Filipe Ribeiro, do FC Porto, aponta que “o fenómeno Cristiano Ronaldo é um espelho para todos os jovens, cria os sonhos e nós temos de orientar esses sonhos”. Já Paulo Noga, diretor do Sporting CP, refere o facto de sermos “muito competitivos a nível desportivo” mas aproveitou desde logo para um grande problema das novas gerações: “A paixão dos pais. Temos de refletir sobre isso.”

Pedro Mil-Homens foi o mais incisivo, numa posição unânime entre o painel. “Hoje em dia, é tudo muito precoce e não sei se isso é bom. Os pais projetam no filho aquilo que não foram e não são justos para ele, que é uma criança. Há ainda outra questão, que é a excessiva aproximação dos agentes nas idades jovens. É um exagero. Temos de nos perguntar o que deve ser feito e se estamos a fazer o que é correto. Tenho ideia que não, e aqui incluo todos nós. Por exemplo, a federação alemã está neste momento a rever toda a organização competitiva abaixo dos sub-11. O ecossistema onde cresceram Cristiano Ronaldo, Figo ou Rui Costa não foi este. É um problema em que não há soluções milagrosas, há necessidade de mais Football Talks como este.”

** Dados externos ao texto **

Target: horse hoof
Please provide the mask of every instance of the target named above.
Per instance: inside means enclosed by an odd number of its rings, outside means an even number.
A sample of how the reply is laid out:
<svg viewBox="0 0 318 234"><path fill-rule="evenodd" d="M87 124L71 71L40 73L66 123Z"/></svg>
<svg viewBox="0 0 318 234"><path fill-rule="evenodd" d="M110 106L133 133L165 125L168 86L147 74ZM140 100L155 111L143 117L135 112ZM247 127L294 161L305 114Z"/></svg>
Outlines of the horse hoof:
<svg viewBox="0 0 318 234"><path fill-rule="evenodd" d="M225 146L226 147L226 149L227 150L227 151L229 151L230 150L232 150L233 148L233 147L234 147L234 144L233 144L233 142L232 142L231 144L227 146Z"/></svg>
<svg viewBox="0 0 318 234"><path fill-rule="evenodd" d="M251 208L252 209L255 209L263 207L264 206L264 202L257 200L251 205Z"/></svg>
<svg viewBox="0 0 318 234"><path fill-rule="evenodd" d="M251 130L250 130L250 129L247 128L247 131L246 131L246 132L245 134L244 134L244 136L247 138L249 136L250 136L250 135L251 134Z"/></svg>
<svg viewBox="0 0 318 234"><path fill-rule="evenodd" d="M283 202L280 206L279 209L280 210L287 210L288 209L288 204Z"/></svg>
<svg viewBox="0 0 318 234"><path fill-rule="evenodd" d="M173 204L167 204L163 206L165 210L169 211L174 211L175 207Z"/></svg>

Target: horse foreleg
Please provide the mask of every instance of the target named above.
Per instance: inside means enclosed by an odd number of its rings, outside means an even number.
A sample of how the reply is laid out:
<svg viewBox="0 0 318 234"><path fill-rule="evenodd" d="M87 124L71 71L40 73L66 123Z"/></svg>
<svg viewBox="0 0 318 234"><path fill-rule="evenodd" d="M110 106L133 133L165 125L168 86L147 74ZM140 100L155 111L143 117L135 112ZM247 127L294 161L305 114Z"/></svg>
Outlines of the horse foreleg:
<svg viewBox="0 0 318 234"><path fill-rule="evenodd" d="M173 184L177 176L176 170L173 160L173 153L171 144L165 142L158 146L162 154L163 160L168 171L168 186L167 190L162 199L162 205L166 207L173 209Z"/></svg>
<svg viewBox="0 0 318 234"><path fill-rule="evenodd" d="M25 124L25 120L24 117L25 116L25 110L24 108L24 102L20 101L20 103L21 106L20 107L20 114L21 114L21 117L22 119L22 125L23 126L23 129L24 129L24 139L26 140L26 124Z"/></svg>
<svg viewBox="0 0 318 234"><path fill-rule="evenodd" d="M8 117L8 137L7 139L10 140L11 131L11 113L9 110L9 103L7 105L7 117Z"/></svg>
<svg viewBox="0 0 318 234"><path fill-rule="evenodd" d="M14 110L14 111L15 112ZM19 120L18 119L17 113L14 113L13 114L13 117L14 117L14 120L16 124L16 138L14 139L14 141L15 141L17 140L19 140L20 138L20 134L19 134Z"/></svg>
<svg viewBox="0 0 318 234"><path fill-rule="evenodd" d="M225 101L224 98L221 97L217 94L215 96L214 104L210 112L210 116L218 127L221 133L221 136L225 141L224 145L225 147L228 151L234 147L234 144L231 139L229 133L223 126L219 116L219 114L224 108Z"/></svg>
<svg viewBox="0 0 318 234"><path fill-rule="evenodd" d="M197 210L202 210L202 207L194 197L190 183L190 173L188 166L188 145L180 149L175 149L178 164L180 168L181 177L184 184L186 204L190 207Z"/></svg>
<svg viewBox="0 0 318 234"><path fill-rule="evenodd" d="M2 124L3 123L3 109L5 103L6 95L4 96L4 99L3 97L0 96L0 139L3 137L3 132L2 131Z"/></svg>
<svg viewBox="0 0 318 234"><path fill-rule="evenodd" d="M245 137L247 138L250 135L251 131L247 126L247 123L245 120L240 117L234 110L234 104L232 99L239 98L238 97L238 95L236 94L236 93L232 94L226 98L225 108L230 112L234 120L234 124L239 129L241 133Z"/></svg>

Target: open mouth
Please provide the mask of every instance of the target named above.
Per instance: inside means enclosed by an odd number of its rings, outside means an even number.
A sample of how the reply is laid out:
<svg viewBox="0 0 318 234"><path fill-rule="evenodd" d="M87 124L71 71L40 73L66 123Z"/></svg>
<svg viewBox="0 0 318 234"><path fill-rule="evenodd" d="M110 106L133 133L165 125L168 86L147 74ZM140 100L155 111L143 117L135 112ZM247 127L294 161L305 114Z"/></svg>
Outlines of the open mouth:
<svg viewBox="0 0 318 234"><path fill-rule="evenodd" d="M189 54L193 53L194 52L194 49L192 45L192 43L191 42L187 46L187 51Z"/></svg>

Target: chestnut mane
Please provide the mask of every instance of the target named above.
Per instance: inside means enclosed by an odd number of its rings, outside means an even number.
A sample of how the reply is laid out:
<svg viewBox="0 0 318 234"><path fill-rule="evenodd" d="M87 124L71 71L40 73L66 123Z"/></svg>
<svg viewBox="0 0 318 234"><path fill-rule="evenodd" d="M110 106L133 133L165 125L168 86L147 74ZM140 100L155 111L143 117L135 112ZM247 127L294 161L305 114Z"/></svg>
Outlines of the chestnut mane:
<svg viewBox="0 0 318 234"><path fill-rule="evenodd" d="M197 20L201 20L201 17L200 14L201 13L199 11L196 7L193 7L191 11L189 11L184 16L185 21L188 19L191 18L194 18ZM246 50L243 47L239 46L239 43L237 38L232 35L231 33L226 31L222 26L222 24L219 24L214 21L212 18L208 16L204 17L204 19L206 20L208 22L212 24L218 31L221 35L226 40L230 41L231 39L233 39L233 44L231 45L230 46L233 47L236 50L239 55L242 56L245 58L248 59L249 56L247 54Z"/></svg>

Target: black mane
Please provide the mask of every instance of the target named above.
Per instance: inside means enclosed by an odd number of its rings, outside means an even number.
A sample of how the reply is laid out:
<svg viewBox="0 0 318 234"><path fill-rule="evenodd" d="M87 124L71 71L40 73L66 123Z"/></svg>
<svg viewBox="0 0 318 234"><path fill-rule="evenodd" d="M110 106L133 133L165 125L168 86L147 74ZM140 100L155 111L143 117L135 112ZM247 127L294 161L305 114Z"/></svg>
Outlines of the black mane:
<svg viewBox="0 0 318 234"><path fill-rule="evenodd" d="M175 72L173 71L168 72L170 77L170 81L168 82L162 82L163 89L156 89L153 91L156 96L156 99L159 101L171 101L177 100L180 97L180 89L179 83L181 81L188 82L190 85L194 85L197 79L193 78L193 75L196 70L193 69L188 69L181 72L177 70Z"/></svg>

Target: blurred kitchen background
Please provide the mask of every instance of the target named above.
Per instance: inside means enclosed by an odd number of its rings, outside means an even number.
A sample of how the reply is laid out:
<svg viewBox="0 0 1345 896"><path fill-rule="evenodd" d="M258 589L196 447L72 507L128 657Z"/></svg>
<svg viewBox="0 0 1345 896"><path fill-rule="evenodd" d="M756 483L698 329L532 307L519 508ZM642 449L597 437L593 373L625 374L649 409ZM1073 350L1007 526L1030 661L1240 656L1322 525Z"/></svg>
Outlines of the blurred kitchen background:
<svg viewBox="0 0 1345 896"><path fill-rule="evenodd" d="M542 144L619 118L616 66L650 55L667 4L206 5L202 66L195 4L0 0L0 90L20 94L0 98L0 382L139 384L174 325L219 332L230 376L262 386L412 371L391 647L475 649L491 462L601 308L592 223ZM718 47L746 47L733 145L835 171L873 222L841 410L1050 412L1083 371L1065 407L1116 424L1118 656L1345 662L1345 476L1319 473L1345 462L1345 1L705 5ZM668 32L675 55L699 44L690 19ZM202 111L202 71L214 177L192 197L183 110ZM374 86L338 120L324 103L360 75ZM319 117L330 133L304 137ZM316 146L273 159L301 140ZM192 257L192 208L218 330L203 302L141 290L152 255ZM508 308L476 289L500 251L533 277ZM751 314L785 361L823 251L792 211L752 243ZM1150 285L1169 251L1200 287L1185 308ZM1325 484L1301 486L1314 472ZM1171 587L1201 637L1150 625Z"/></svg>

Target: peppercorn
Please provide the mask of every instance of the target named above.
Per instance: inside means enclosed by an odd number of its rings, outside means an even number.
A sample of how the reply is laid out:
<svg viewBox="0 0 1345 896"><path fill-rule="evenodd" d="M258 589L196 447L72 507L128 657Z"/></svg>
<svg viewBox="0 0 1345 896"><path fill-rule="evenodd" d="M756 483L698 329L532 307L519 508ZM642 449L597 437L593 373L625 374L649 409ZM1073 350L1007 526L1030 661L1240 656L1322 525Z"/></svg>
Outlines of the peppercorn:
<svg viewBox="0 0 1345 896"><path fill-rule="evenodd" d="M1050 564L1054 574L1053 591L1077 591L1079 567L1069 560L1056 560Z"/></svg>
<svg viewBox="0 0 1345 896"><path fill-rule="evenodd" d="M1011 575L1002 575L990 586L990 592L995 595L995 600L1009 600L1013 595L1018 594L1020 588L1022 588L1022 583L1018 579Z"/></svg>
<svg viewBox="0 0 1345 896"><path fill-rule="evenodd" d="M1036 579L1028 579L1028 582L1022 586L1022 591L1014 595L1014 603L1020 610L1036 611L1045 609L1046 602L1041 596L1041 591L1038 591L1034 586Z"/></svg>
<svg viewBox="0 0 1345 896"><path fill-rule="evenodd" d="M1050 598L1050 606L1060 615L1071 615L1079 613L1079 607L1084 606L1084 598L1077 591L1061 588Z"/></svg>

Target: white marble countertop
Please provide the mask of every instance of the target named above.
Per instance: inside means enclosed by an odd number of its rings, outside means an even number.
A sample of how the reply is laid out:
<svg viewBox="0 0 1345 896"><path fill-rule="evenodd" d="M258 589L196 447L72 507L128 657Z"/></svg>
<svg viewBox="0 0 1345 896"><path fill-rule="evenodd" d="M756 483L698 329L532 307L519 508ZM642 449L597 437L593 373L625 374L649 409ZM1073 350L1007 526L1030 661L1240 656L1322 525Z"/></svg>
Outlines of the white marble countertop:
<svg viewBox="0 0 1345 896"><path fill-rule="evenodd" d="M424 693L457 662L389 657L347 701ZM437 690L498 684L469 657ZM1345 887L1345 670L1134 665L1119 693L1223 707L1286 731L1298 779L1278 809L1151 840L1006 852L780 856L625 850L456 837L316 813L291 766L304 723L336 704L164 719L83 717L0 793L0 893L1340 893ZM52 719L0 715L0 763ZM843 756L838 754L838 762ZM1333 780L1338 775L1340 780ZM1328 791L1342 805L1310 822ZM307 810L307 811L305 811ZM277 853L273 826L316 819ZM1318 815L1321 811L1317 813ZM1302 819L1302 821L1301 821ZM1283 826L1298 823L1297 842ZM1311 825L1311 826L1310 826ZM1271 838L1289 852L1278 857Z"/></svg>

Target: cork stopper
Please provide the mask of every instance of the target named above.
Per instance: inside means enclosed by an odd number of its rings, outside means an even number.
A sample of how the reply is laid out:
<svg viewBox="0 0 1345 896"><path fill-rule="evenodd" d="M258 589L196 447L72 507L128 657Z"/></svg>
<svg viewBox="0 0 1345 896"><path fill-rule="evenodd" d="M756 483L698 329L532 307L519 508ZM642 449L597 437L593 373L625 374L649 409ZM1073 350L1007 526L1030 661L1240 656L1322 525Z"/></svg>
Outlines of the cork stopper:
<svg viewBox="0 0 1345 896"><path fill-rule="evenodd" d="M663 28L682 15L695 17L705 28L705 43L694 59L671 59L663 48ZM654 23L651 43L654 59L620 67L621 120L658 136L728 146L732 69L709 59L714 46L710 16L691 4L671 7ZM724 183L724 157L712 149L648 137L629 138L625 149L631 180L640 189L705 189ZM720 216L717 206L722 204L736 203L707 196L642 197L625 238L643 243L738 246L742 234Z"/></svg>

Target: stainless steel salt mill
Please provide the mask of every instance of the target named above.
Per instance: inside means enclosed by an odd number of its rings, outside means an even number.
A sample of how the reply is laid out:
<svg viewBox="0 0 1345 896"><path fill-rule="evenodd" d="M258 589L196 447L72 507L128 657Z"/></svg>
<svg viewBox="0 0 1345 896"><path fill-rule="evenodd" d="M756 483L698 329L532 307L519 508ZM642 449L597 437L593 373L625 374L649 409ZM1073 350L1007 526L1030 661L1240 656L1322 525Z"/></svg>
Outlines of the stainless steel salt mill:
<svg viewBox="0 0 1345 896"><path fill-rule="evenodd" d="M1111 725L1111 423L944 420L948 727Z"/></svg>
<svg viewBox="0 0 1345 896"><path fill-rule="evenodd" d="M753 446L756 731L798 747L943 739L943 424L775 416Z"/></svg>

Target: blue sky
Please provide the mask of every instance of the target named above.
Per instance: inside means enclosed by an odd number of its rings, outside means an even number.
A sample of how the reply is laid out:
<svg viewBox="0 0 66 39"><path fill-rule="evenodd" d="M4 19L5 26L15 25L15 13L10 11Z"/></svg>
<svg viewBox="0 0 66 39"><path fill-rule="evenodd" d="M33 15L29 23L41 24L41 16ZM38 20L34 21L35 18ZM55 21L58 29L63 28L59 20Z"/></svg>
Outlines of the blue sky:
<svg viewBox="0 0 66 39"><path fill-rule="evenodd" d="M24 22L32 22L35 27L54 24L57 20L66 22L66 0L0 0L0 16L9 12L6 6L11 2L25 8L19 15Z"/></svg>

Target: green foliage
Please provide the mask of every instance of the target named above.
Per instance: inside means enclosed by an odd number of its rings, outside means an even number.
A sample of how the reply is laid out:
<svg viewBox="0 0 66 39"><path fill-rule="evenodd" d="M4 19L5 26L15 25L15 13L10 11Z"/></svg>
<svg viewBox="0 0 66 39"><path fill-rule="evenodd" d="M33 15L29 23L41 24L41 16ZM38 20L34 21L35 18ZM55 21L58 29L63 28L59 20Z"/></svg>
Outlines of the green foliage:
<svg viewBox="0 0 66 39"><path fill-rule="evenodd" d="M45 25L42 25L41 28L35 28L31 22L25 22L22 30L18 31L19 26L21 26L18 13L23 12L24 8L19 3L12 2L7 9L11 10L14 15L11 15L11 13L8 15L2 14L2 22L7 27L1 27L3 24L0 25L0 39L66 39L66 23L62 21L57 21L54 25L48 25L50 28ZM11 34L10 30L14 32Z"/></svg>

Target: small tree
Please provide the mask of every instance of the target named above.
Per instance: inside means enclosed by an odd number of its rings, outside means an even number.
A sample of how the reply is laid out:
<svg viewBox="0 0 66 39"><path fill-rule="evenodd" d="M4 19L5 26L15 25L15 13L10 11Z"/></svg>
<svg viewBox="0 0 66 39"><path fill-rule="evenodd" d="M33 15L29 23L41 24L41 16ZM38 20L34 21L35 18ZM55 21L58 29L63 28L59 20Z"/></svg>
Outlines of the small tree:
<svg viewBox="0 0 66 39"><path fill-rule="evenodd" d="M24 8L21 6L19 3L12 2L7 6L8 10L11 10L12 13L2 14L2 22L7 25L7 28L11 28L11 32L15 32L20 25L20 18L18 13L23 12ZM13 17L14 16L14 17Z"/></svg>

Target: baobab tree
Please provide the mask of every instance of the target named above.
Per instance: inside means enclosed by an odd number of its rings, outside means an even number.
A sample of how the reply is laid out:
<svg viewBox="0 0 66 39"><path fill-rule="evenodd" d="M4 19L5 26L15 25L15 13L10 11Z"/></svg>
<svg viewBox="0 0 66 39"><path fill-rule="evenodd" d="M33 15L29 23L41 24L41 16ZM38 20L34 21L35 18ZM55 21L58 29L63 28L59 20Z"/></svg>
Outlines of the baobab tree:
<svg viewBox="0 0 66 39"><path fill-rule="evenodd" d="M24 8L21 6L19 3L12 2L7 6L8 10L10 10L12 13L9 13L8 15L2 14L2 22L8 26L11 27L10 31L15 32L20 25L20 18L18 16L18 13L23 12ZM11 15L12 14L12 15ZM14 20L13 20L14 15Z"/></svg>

Por isso, é importante abrir espaço para outra abordagem, que dantes se fazia naturalmente no futebol de rua, jogado apenas por diversão, sob o risco de os miúdos perderem rapidamente a paixão pelo jogo. “É uma preocupação”, assinala Hugo Vieira. “Desde o meu tempo melhorou quase tudo, as condições e os recursos são mais qualificados. Mas há um grande problema, que é de vermos miúdos de 10/12 anos a assinarem papéis de representação, que na verdade não valem nada mas mexem com eles e com as expectativas deles e dos pais.”

“Sabemos que é entre os 6 e os 11 anos que o sistema nervoso das crianças tem plasticidade para aprender. Os treinadores não ensinam nada, são os atletas que aprendem. Os professores ajudam a aprender. O jogo de hoje nestes escalões está a matá-los”, acrescenta Pedro Mil-Homens, que também apontou baterias aos técnicos: “Precisamos de olhar para a formação de treinadores dos níveis 1 e 2, é aí que tudo começa. Encontrar uma forma inteligente de os levar a perceber que não vão ser o Mourinho dos sub-7. Transformando aquela canção dos Pink Floyd: Hey, coach, leave the kids alone”.

Paulo Noga concordou: “Keep it simple. Não compliquem, ponham os miúdos a fazer aquilo que eles gostam. Já são poucos os meninos diferentes que aparecem. Querem replicar os modelos dos adultos para os jovens.”

De qualquer forma, o jogador do futuro terá de ser diferente. “Vejo um jogo mais intenso do que hoje, vejo um jogador mais competente, com cada vez menos tempo para pensar e atuar. Mas temos de olhar para o problema da carga horária escolar, que é tremenda, comparada com a de outros países. Temos pouco tempo para trabalhar com os miúdos, que também têm pouco tempo para descansar”, referiu Hugo Vieira. Mesmo que, diz Filipe Ribeiro, “o jogador se adapte" às circunstâncias e à exigência: “Por isso, o nosso desafio mais aliciante é ver à frente. Numa época em que há muitos números, é preciso o olhar diferenciado do treinador”.